Step 1: Predicting Forward Returns With XGBoost¶

At the core of the system is an XGBoost regression model trained to predict 30-day forward stock returns.

XGBoost is a gradient boosted decision tree algorithm. It builds an ensemble of 300 individual decision trees, where each new tree learns from the mistakes of the previous ones. The model was chosen for its track record in tabular data competitions and its resistance to overfitting when properly tuned.

What the Model Sees¶

The model uses 19 features for each stock, capturing price momentum, volatility, technical signals, and market structure:

Price returns over 1, 5, 20, and 60 days (short to medium-term momentum)
30-day rolling volatility (current risk regime)
RSI (momentum oscillator, overbought/oversold conditions)
Moving averages at 20 and 50 days, plus their ratio to current price
Volume ratio (current volume vs average, detecting unusual activity)
Price position relative to the 52-week high and low (where are we in the range?)

These features are simple, interpretable, and available for any liquid stock.

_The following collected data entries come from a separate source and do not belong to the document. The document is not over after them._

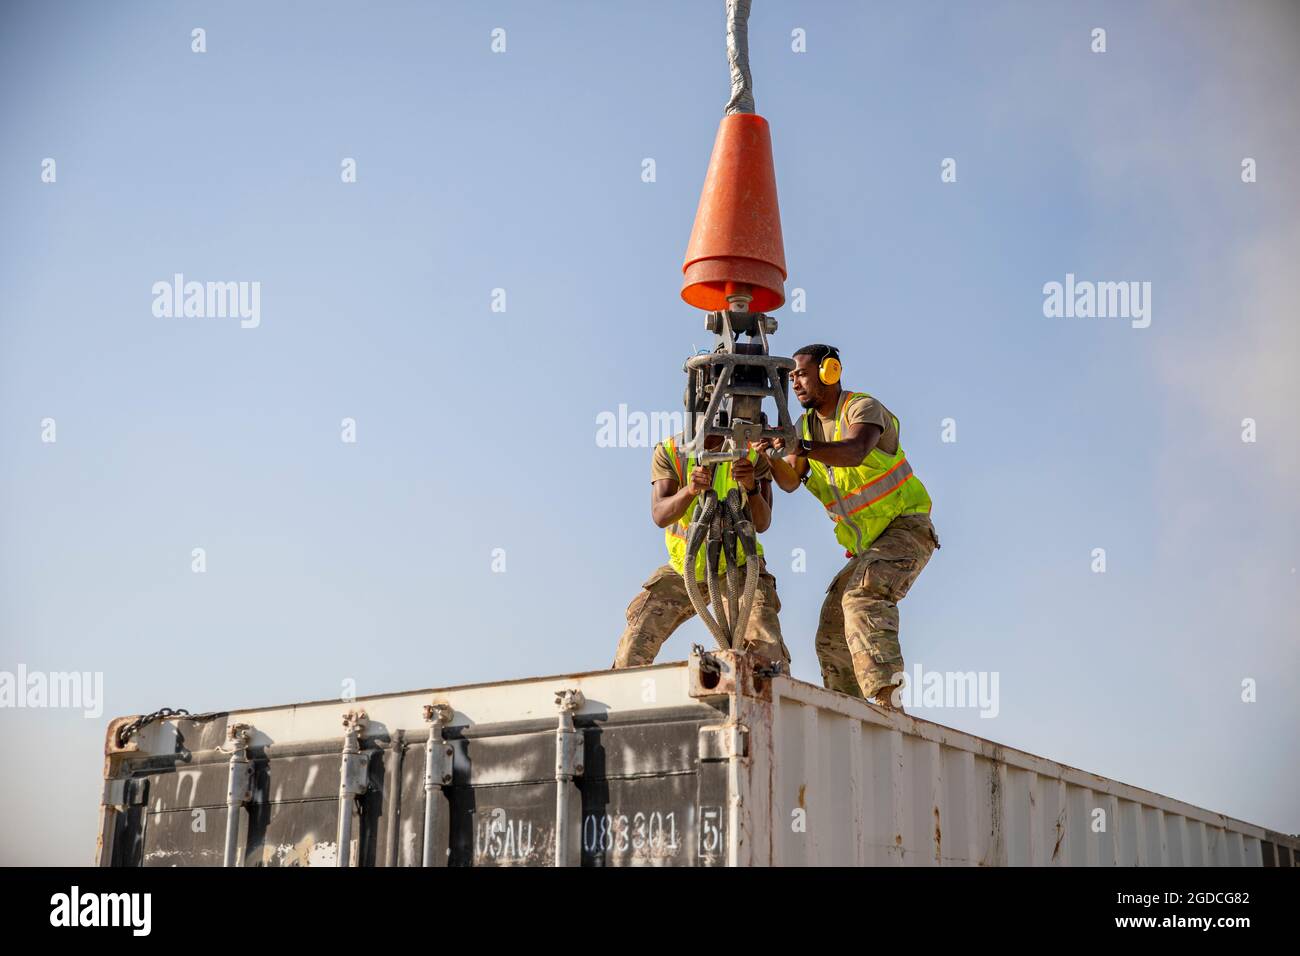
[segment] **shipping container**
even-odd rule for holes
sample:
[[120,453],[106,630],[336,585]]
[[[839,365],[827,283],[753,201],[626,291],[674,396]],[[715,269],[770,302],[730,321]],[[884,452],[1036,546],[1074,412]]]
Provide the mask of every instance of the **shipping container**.
[[119,718],[97,863],[1295,866],[1300,840],[696,648]]

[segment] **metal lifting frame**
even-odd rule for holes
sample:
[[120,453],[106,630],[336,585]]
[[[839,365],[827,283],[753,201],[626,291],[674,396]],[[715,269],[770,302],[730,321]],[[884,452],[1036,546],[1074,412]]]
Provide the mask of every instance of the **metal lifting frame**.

No alternative data, no sentiment feeds, no black box inputs.

Training on 42 Stocks¶

The model trains on a curated set of 42 stocks spanning sectors and market caps, from mega-cap names like AAPL and MSFT to mid-caps like CRWD and SNOW, plus international holdings like L'Oreal (OR.PA) and SAP (SAP.DE). The training window covers roughly 11 months of daily data, giving the model around 9,300 samples to learn from.

The data is split three ways:

60% training set (5,578 samples): The model learns patterns here
20% test set (1,860 samples): Used for early stopping to prevent overfitting
20% hold-out set (1,860 samples): Never touched during training, used only for final evaluation

This three-way split is critical. The hold-out set provides an unbiased estimate of real-world performance because the model has never seen any of that data during training or tuning.

Honest Performance Numbers¶

Let us be upfront about what the model can and cannot do.

Individual stock prediction accuracy:

R² Score: 0.037. That is weak. It means the model explains about 3.7% of the variance in 30-day returns.
Directional Accuracy: 63.2%. Better. The model correctly predicts whether a stock will go up or down about 63% of the time.
Average return on long picks: +2.57% per 30 days.

An R² of 0.037 looks underwhelming in isolation, but it is actually realistic for stock prediction. Academic research consistently shows that even the best models rarely achieve R² above 0.05 on forward returns. Markets are noisy. The edge is small.

The key insight is that a small edge, applied consistently across a diversified portfolio with proper risk management, compounds into meaningful outperformance. The model does not need to predict individual stocks perfectly. It needs to be right slightly more often than wrong, and size positions appropriately when it is right.

Portfolio-level performance on the hold-out set:

AI Portfolio return: +2.79% over 30 days
Equal-weight baseline: +2.72%
SPY benchmark: +2.59%

The model beats both baselines. Not by a huge margin on any single period, but consistently enough to matter over time.

Step 2: Measuring Risk Beyond Volatility¶

Most risk models equate risk with volatility. A stock that swings 3% daily is considered riskier than one that moves 1%. But this misses something important: direction matters.

A stock that goes up 3% on most days and down 1% on bad days is not the same risk as a stock that drops 3% regularly and only recovers 1%. Traditional volatility treats both identically.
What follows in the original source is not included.